Das Werk wurde 1998 mit großem Erfolg in Lyon uraufgeführt und dann an zahlreichen Häusern ebenfalls mit Erfolg nachgespielt. Die Besonderheit bei der Uraufführung war, dass ausschließlich Männer gesungen haben, wobei die drei Schwestern mit Countern besetzt waren. Für eine spätere Produktion notierte Eötvös diese drei Rollen für Frauenstimmen (ein Sopran und zwei Mezzos) um und diese Fassung liegt auch der Wiener Produktion zu Grunde., wobei zwei weitere Frauenrollen – Natascha und Anfissa – mit Männern (ein Counter und ein Bariton) besetzt bleiben. Weiters gibt es zwei Orchester, ein Kammerorchester von 18 Musikern im Orchestergraben und ein „normales“ Orchester im Bühnenhintergrund. Durch das Kammerorchester werden die einzelnen Personen charakterisiert, d.h. jeder der insgesamt 13 Figuren ist ein Instrument zugeordnet, während das Orchester auf der Bühne quasi den „Klanghintergrund“ bildet.
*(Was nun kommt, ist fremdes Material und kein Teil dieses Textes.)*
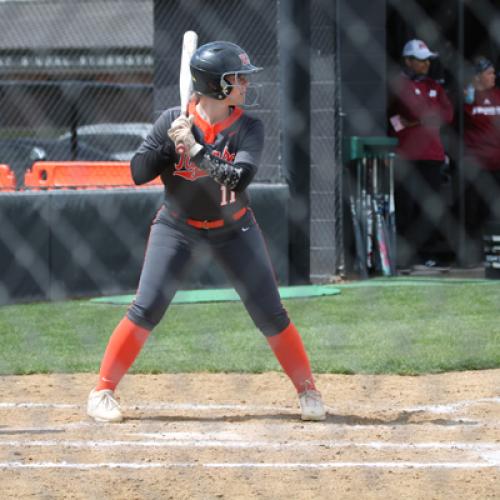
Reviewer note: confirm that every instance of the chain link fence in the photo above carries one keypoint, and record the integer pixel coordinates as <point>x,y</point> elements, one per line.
<point>84,81</point>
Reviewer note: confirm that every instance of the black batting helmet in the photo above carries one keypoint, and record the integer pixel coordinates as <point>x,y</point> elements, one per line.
<point>212,62</point>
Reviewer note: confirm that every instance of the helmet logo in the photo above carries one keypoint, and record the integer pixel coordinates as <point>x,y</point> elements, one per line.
<point>244,58</point>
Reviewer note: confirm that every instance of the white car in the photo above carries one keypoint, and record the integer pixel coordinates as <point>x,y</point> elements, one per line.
<point>119,141</point>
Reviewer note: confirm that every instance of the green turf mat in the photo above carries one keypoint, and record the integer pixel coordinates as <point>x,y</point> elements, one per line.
<point>226,294</point>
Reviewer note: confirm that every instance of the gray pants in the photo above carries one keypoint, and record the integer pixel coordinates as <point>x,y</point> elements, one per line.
<point>239,248</point>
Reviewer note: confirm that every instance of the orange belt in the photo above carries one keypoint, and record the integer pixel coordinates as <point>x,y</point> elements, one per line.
<point>214,224</point>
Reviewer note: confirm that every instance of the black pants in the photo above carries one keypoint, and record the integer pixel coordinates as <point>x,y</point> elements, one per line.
<point>482,205</point>
<point>239,248</point>
<point>420,211</point>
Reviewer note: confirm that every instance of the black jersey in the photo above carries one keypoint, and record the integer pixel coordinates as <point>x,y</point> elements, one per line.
<point>189,190</point>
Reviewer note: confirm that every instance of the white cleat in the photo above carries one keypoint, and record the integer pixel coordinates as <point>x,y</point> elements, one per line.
<point>103,407</point>
<point>311,405</point>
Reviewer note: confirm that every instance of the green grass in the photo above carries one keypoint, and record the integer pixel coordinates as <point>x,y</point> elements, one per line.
<point>396,329</point>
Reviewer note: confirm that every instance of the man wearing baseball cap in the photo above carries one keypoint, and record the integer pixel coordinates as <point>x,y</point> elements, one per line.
<point>482,162</point>
<point>418,108</point>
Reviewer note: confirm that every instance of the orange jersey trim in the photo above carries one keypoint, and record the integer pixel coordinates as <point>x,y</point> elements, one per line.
<point>210,132</point>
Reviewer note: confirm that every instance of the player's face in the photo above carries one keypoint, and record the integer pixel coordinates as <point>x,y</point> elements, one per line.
<point>239,84</point>
<point>418,66</point>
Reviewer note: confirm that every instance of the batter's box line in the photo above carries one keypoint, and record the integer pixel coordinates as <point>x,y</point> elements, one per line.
<point>154,406</point>
<point>250,465</point>
<point>490,448</point>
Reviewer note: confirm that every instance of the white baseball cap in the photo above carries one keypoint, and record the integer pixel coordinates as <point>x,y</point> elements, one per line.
<point>418,49</point>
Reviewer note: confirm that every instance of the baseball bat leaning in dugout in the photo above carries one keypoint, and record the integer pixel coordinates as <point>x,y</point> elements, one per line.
<point>189,46</point>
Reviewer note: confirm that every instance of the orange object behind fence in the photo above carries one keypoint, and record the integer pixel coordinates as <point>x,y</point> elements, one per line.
<point>81,174</point>
<point>7,178</point>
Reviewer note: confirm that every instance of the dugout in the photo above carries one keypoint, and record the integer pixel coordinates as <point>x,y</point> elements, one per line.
<point>62,244</point>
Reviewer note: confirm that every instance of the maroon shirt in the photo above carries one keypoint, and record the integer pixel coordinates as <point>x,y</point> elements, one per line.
<point>482,128</point>
<point>416,100</point>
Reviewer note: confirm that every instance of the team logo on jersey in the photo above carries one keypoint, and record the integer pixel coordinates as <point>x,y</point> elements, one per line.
<point>188,170</point>
<point>225,155</point>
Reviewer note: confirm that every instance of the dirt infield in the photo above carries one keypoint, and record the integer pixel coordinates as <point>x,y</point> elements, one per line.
<point>239,436</point>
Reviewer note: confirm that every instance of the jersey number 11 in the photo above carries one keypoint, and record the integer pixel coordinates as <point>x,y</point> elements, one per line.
<point>224,197</point>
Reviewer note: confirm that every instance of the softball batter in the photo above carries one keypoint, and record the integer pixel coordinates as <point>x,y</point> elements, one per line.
<point>205,203</point>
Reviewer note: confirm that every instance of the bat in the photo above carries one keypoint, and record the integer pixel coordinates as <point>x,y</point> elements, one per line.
<point>392,214</point>
<point>358,239</point>
<point>381,233</point>
<point>189,46</point>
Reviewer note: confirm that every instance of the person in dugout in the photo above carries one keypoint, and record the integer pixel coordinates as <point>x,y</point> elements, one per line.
<point>206,205</point>
<point>482,156</point>
<point>418,108</point>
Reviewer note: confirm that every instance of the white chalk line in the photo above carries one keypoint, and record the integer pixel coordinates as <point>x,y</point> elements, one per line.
<point>221,443</point>
<point>438,408</point>
<point>251,465</point>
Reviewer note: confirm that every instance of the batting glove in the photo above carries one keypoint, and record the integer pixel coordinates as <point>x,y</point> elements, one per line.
<point>181,134</point>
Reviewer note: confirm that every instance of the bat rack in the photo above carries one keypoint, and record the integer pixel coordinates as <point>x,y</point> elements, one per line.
<point>370,187</point>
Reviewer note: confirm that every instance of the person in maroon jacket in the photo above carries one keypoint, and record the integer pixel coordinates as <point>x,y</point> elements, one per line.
<point>418,108</point>
<point>482,162</point>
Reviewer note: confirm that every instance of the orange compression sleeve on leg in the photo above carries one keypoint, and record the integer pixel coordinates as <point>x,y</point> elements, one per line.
<point>289,350</point>
<point>123,347</point>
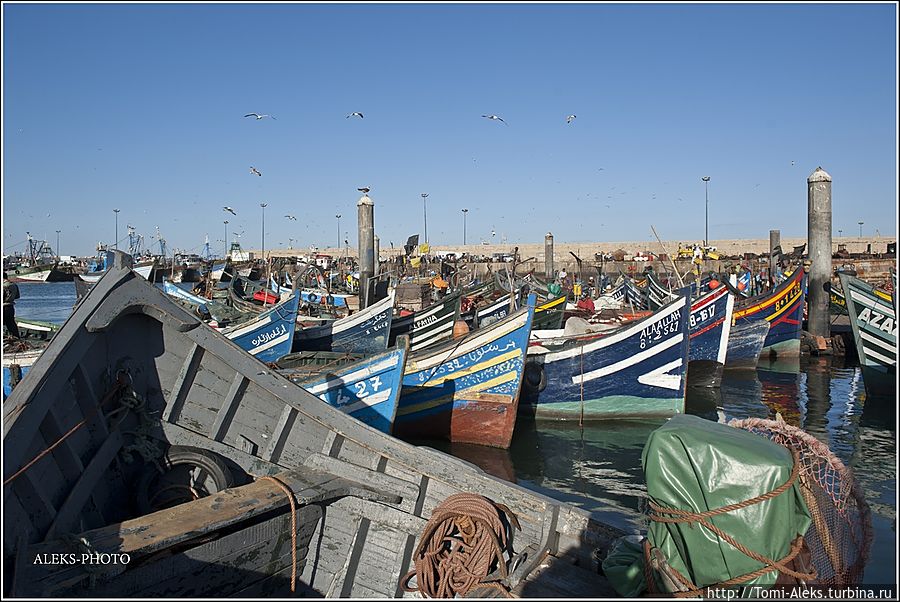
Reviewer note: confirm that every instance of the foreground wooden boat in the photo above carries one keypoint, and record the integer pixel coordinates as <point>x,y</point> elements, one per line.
<point>467,390</point>
<point>132,376</point>
<point>365,331</point>
<point>783,310</point>
<point>873,319</point>
<point>637,371</point>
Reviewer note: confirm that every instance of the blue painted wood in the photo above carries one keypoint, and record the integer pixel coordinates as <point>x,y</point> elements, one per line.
<point>467,390</point>
<point>366,331</point>
<point>633,372</point>
<point>783,310</point>
<point>269,335</point>
<point>367,389</point>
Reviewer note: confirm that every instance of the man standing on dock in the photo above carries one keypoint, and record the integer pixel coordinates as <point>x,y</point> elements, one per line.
<point>10,294</point>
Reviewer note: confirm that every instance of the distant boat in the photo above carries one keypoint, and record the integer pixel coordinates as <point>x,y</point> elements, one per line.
<point>636,371</point>
<point>783,310</point>
<point>366,331</point>
<point>467,390</point>
<point>428,326</point>
<point>365,387</point>
<point>873,319</point>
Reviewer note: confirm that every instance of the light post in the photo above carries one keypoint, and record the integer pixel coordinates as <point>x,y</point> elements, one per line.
<point>425,214</point>
<point>116,240</point>
<point>706,230</point>
<point>465,211</point>
<point>338,216</point>
<point>264,205</point>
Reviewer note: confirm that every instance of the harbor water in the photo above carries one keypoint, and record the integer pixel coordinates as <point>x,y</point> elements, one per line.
<point>598,466</point>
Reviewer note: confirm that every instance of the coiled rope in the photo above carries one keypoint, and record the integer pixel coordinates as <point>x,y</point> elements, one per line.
<point>460,544</point>
<point>687,516</point>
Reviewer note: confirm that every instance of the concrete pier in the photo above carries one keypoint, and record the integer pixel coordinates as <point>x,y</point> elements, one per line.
<point>819,233</point>
<point>366,225</point>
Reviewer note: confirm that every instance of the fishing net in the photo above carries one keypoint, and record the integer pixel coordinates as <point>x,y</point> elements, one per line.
<point>840,534</point>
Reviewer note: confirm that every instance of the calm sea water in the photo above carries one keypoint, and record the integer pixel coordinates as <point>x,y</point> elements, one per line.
<point>598,467</point>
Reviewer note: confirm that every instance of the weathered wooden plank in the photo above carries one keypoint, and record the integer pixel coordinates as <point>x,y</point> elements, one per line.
<point>83,489</point>
<point>229,407</point>
<point>279,436</point>
<point>182,385</point>
<point>221,565</point>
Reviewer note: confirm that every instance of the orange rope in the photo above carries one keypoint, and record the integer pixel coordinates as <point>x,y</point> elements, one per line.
<point>290,494</point>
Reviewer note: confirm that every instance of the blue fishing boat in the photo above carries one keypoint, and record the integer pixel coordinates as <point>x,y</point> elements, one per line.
<point>783,310</point>
<point>636,371</point>
<point>269,335</point>
<point>710,327</point>
<point>873,319</point>
<point>367,388</point>
<point>365,331</point>
<point>467,390</point>
<point>429,326</point>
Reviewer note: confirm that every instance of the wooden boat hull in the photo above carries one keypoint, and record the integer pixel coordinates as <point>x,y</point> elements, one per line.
<point>637,371</point>
<point>358,499</point>
<point>467,390</point>
<point>269,335</point>
<point>429,326</point>
<point>710,327</point>
<point>783,310</point>
<point>366,331</point>
<point>745,343</point>
<point>873,320</point>
<point>367,389</point>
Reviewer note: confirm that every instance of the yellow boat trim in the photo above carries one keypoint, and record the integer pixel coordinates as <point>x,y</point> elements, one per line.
<point>471,370</point>
<point>755,308</point>
<point>433,403</point>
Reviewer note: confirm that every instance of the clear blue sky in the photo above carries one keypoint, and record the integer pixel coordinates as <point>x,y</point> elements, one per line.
<point>140,107</point>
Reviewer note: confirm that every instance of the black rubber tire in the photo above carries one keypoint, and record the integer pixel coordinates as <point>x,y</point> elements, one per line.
<point>181,455</point>
<point>534,378</point>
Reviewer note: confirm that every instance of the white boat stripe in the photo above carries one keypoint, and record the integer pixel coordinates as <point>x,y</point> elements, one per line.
<point>629,361</point>
<point>352,377</point>
<point>615,338</point>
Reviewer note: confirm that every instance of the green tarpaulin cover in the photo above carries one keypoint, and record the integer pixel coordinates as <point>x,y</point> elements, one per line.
<point>698,465</point>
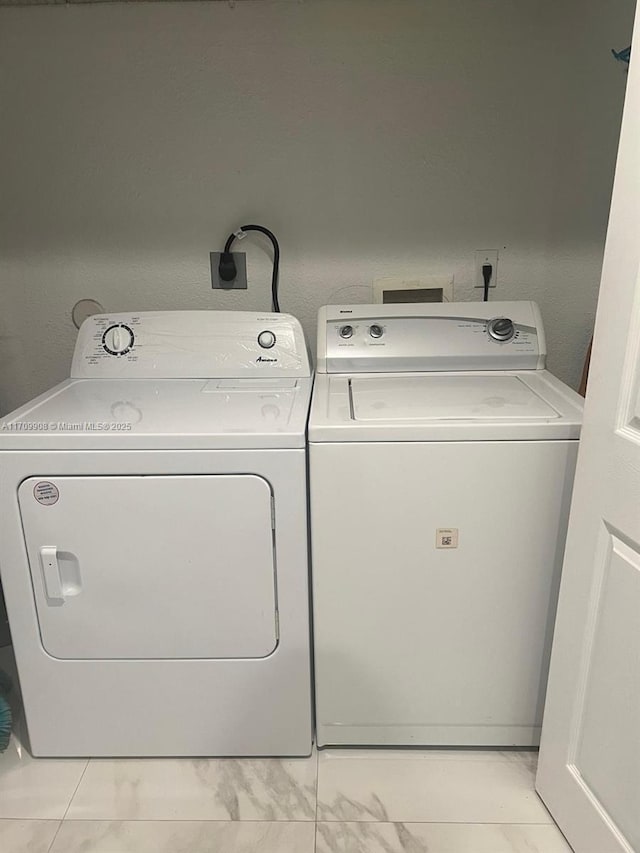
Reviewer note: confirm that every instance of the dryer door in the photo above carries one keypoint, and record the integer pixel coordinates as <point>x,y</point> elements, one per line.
<point>152,567</point>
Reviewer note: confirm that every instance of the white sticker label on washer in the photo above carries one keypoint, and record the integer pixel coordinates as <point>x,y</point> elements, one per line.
<point>46,493</point>
<point>447,537</point>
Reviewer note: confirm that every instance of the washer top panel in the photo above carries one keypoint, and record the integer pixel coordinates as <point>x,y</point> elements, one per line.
<point>451,398</point>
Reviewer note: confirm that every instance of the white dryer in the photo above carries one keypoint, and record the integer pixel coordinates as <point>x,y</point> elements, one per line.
<point>442,457</point>
<point>153,540</point>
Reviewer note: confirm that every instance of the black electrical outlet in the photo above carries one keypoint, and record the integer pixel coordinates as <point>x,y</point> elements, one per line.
<point>240,280</point>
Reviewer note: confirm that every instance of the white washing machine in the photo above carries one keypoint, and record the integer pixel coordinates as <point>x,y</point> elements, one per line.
<point>442,457</point>
<point>153,540</point>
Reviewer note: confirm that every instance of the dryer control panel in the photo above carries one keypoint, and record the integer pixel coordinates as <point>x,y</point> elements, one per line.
<point>190,345</point>
<point>430,337</point>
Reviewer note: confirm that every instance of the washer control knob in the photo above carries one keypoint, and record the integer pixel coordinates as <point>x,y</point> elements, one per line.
<point>266,339</point>
<point>118,339</point>
<point>501,329</point>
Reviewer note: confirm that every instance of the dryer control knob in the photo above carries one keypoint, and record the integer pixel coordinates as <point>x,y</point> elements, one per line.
<point>118,339</point>
<point>266,339</point>
<point>501,329</point>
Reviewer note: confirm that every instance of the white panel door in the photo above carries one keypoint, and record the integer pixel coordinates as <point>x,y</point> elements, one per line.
<point>589,770</point>
<point>152,567</point>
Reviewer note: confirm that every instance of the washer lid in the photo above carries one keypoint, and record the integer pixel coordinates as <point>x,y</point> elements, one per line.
<point>447,398</point>
<point>528,405</point>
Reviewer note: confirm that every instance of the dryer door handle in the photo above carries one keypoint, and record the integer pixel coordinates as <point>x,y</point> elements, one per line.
<point>51,573</point>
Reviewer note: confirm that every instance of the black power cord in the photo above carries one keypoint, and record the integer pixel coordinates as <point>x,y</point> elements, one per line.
<point>487,272</point>
<point>227,266</point>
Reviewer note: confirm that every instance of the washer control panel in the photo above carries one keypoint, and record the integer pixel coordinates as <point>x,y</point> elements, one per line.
<point>442,336</point>
<point>190,344</point>
<point>118,339</point>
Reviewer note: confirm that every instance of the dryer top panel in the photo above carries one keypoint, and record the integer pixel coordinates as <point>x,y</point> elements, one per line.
<point>162,414</point>
<point>430,337</point>
<point>190,345</point>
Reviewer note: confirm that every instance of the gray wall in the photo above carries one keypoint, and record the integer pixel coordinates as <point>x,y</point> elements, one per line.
<point>375,138</point>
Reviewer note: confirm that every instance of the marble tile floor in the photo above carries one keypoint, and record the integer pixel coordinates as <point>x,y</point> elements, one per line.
<point>336,801</point>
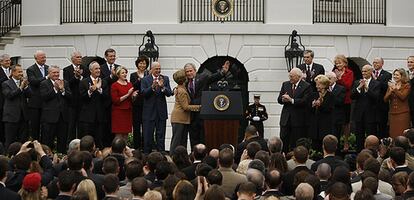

Die Musik von Peter Eötvös ist im Vergleich zu manchen anderen Kompositionen dieser Zeit durchaus verständlich und verarbeitbar. Längere tonale, fast melodiöse Passagen wechseln mit scharfen Dissonanzen ab, wobei der kammermusikalische Teil der Partitur, also jener, der vom Orchester im Graben gespielt wird, interessanter erscheint als jene Teile, die dem grossen Orchester zugeordnet sind. Manchmal dominiert das Schlagzeug ziemlich stark, dann wieder scheinen sich durchaus melodiöse Bögen zu entwickeln. Durchaus humorvoll die Kaffeeszene, als vom Orchester die Tassengeräusche imitiert werden. Der Erfolg des Werkes ist durchaus verständlich und es gehört sicher zu den Werken des auslaufenden 20. Jahrhunderts, mit denen man leben kann. Was man natürlich nicht erwarten darf ist, dass sich im Orchester die Passagen, die die Sänger zu singen haben, widerspiegeln. Diese Gesangspassagen müssen ungemein schwierig nicht nur zu singen sondern auch zu lernen sein.
Die Aufführung war sehr sorgfältig einstudiert, der Komponist selbst leitete das Kammerorchester im Orchestergraben, während Jonathan Stockhammer das große Orchester auf der Hinterbühne dirigierte. Dieses bekommt man erst in den letzten 10 Minuten zu sehen. Das Orchester war mit großem Animo bei der Sache und entfaltete seinen schönsten Klang.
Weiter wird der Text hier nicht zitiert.